The court finds that the allegations of plaintiffs' IIED claim meet the requirements discussed above, at this stage of the proceedings. The plaintiffs allege that the defendant's conduct was extreme and outrageous and that the infliction of emotional distress caused all of them physical injury or harm. The adult plaintiffs are not basing their IIED claim upon alleged damages suffered by M.B. Thus, the court will deny the defendant's motion to dismiss with respect to Count V of the plaintiffs' complaint, i.e., the IIED claim.
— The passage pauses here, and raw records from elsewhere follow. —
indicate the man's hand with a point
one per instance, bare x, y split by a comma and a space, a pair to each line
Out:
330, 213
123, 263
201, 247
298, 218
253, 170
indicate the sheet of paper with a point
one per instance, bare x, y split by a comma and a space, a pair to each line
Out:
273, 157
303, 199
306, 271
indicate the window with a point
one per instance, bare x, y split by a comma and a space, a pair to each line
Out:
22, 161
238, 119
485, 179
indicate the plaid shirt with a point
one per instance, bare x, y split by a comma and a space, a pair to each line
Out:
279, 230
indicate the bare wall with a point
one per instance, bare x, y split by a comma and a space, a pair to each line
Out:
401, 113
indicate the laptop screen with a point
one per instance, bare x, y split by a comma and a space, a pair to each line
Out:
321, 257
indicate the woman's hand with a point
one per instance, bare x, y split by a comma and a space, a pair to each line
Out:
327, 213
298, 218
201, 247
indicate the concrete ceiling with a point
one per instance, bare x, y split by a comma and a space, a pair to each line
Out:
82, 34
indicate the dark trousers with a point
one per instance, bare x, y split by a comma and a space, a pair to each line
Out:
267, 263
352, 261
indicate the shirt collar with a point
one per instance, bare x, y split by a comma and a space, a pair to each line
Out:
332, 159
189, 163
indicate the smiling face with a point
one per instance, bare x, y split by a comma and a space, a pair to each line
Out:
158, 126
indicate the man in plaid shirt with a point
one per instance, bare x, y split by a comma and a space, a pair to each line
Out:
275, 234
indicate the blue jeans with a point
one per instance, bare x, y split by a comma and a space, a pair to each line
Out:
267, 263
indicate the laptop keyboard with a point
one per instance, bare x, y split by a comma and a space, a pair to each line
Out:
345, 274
The court will exercise supplemental jurisdiction over the plaintiffs' state law tort claims pursuant to 28 U.S.C. §1367(a) since these claims are intertwined with their federal claims. Koehler v. Juniata County Sch.Dist., 2008 WL 1787632, *13-*14 (the court held that plaintiff's claims against the defendants for negligence and intentional infliction of emotional distress were not preempted by the IDEA's comprehensive remedial scheme and that the state law claims were intertwined with the federal questions presented).
IV. CONCLUSION
For the foregoing reasons, the defendant's motion to dismiss (Doc. 8), will be DENIED with respect to all of the plaintiffs' claims. A separate order shall issue.
/s/_________
MALACHY E. MANNION
United States District Judge
Dated: March 6, 2015 O:\Mannion\shared\MEMORANDA - DJ\CIVIL MEMORANDA\2014 MEMORANDA\14-0691-01.wpd
Dieffenbach v. Dept. of Revenue, 490 Fed.Appx. 433, 435 (3d cir. 2012); Evancho v. Evans, 423 F.3d 347, 350 (3d Cir. 2005).